The uprising, or what the Palestinians call the intifada , is emphatically not a revolt against the Israeli occupation alone. It is equally an internal revolution of children against fathers, women against husbands, poor against rich, refugees against the propertied classes. Above all, the Palestinians on the inside are leading the way against the political establishment on the outside—and upsetting the traditional balance of forces in the Palestinian national movement.
Strange as it may seem, the PLO, no less than the Israelis, failed to recognize the significance of the riots that broke out in the Gaza Strip on December 9 and soon spread to the West Bank. For much of the first week of the riots Yasser Arafat and his associates took them to be just another flare-up of the smoldering unrest that has long characterized life in the territories. Thus Arafat did not cancel a scheduled trip to a number of Arab capitals; neither did he issue any special orders to the Occupied Land Department, which serves as a liaison with the territories, or to the heads of the so-called Western Sector, which is responsible for launching terrorist attacks across Israel's borders.

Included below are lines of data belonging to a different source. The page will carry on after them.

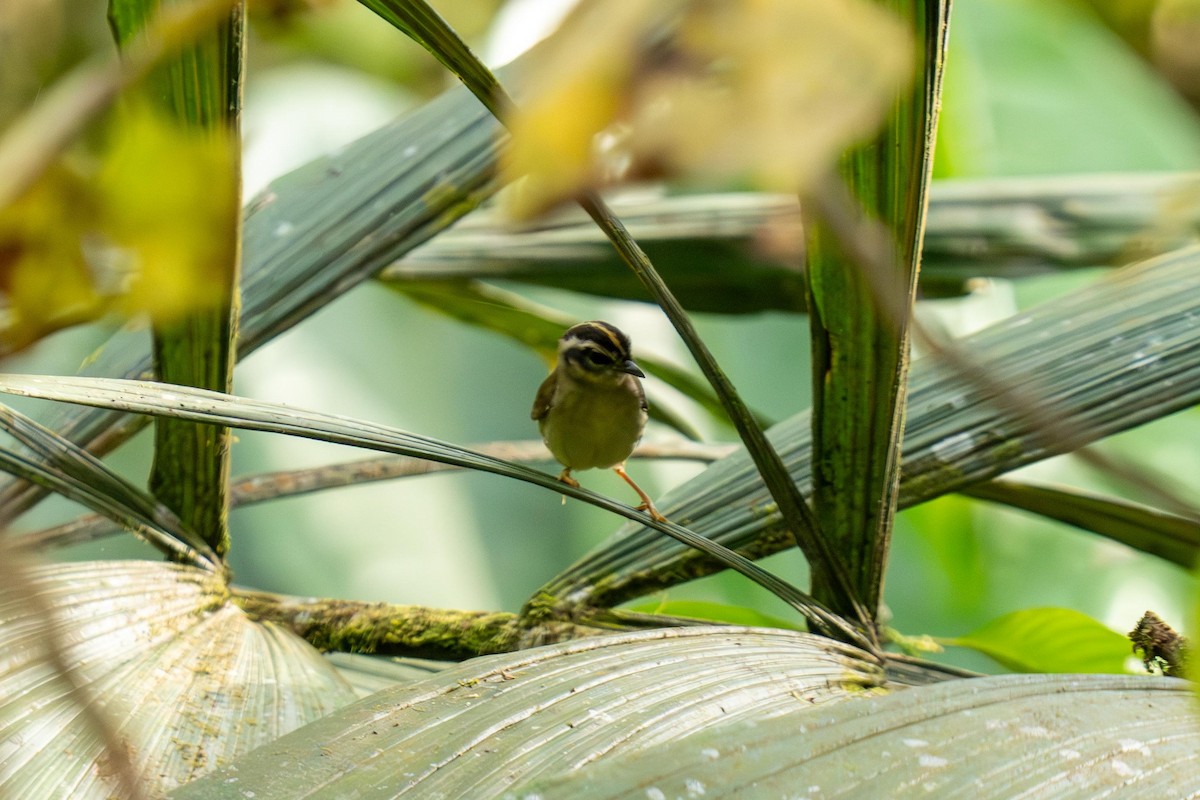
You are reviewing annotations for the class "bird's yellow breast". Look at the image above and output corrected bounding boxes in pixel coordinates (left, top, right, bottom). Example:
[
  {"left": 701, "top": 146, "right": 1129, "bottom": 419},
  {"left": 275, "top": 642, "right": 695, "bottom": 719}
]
[{"left": 538, "top": 374, "right": 646, "bottom": 470}]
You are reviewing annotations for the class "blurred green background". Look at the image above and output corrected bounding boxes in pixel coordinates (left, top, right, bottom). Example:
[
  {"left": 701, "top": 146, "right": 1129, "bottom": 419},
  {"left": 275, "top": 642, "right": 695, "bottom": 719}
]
[{"left": 9, "top": 0, "right": 1200, "bottom": 672}]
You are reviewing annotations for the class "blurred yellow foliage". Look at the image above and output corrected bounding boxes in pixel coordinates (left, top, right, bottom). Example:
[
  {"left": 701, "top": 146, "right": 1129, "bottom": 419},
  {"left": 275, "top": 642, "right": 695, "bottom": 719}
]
[
  {"left": 505, "top": 0, "right": 913, "bottom": 217},
  {"left": 0, "top": 104, "right": 238, "bottom": 353}
]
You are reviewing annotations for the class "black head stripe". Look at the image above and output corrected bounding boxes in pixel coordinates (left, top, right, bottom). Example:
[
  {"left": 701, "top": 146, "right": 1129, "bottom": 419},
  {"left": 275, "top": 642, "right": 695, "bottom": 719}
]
[{"left": 563, "top": 320, "right": 630, "bottom": 360}]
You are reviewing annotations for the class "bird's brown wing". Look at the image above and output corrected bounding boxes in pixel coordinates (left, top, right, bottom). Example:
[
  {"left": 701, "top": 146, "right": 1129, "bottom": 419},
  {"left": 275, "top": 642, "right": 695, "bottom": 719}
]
[{"left": 529, "top": 369, "right": 558, "bottom": 420}]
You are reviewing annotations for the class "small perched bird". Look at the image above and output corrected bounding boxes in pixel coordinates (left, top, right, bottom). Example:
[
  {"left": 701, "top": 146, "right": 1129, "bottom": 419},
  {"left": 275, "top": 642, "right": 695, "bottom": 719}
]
[{"left": 530, "top": 321, "right": 666, "bottom": 522}]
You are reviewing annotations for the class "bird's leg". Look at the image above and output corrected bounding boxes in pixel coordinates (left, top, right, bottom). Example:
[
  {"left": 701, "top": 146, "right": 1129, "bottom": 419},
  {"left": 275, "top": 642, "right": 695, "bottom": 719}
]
[
  {"left": 612, "top": 464, "right": 667, "bottom": 522},
  {"left": 558, "top": 467, "right": 580, "bottom": 491}
]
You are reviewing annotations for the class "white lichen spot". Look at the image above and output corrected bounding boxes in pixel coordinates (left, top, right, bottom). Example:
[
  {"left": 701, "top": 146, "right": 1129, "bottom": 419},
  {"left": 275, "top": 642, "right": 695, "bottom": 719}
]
[
  {"left": 1117, "top": 739, "right": 1150, "bottom": 756},
  {"left": 1129, "top": 350, "right": 1163, "bottom": 369}
]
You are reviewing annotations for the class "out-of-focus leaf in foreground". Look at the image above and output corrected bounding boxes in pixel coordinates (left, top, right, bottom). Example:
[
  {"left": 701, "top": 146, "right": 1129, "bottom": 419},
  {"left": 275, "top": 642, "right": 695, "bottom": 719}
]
[
  {"left": 511, "top": 675, "right": 1200, "bottom": 800},
  {"left": 0, "top": 106, "right": 235, "bottom": 351},
  {"left": 942, "top": 608, "right": 1133, "bottom": 674},
  {"left": 505, "top": 0, "right": 912, "bottom": 217},
  {"left": 172, "top": 626, "right": 883, "bottom": 800},
  {"left": 0, "top": 561, "right": 354, "bottom": 800}
]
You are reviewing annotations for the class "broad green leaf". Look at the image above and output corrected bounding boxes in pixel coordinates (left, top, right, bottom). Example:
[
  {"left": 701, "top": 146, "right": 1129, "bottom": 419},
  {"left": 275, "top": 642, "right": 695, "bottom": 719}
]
[
  {"left": 964, "top": 481, "right": 1200, "bottom": 570},
  {"left": 511, "top": 675, "right": 1200, "bottom": 800},
  {"left": 170, "top": 626, "right": 883, "bottom": 800},
  {"left": 0, "top": 561, "right": 354, "bottom": 800},
  {"left": 936, "top": 0, "right": 1200, "bottom": 178},
  {"left": 542, "top": 247, "right": 1200, "bottom": 613},
  {"left": 941, "top": 608, "right": 1132, "bottom": 673}
]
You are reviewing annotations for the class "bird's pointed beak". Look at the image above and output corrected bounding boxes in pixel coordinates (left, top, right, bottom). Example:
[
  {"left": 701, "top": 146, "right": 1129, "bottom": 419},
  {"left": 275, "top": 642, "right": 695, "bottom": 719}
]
[{"left": 617, "top": 359, "right": 646, "bottom": 378}]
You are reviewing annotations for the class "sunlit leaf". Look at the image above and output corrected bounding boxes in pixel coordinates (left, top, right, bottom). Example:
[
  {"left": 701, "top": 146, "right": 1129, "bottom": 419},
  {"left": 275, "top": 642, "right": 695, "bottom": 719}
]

The PLO had no idea that an uprising was in the offing for the simple reason that its representatives in the West Bank and Gaza were not involved in kindling it. In fact, the PLO representatives tended to regard the rioting as an ill-considered and pointless explosion set off by their rivals from the Moslem fundamentalist groups in the Gaza Strip, and the tone of the demonstrations gave them good reason for concern. The youngsters in the refugee camps were not brandishing the portraits of Arafat and improvised Palestinian flags that are standard at such events. And the slogans they shouted had a distinctly religious ring to them—especially the cry "Allah helps those who help themselves," which echoed the chants from the mass demonstrations during the Khomeini revolution in Iran.
Indeed, a classified survey of "prime agitators" taken by the Israelis after the first wave of riots in the Gaza Strip showed that the great majority of participants in violent demonstrations defined themselves as devout Moslems; this was their first arrest and their first physical confrontation with Israeli forces. Yet only a handful of the detainees in the Israeli sample listened to broadcasts of PLO Radio, from Baghdad, or were familiar with Arafat's political slogans or traditional list of demands—including the right to self-determination, the cornerstone of the PLO's platform.

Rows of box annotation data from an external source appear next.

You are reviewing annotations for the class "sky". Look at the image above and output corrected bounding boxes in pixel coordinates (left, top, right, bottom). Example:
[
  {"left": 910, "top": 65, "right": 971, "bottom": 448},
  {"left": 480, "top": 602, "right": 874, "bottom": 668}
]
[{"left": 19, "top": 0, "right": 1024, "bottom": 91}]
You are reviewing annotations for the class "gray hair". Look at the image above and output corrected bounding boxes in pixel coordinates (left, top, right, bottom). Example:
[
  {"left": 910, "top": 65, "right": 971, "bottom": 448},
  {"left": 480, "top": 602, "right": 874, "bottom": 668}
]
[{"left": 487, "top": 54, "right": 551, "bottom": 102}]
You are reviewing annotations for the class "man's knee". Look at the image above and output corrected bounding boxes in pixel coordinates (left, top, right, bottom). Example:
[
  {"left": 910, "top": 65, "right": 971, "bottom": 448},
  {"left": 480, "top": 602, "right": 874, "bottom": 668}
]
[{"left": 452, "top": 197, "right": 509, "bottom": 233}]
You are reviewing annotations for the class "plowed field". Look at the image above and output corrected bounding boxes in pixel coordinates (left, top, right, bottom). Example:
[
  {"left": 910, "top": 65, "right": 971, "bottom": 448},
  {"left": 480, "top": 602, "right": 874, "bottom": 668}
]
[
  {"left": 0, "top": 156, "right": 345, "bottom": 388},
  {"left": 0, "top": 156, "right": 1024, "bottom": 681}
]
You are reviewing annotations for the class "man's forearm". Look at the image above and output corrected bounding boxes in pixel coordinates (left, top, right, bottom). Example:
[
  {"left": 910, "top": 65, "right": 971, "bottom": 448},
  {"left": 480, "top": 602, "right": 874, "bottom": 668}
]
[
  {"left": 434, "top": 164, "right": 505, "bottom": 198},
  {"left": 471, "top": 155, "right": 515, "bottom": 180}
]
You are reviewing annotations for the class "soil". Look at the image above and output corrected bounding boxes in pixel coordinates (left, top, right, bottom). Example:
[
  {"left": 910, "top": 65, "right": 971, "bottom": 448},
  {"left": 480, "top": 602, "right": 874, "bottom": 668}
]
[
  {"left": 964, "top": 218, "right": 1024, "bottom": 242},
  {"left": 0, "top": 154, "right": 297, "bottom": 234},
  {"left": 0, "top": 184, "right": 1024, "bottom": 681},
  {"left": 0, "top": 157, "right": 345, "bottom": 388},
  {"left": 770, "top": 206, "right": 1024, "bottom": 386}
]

That their own people were not at the eye of the storm was an ominous sign to the PLO leaders working out of Tunis and Baghdad. Five days of riots and demonstrations had passed before Arafat concluded that his intelligence apparatus was not reporting properly and that he had best take matters into his own hands. With his deputy and close friend Khalil al-Wazir (known by the nom de guerre Abu Jihad), he began telephoning his proven loyalists in the territories. (Abu Jihad was assassinated in Tunis later in the spring.) Naturally, both parties to these conversations were aware that they were probably being tapped. The message conveyed to the PLO activists was usually mixed: encouragement to keep the riots going and extract the maximum benefit from media coverage came with a warning against escalation into the use of firearms. If this order was obeyed almost without exception, however, it was not because it had come from Arafat. The demonstrators understood instinctively that the introduction of firearms would bring tanks down on them, in which case they hadn't a chance of holding their own. In an incident that occurred in Nablus (and not an isolated one), after a soldier had dropped his rifle in the course of dispersing a demonstration, one of the rioters came bounding over to him to return the weapon.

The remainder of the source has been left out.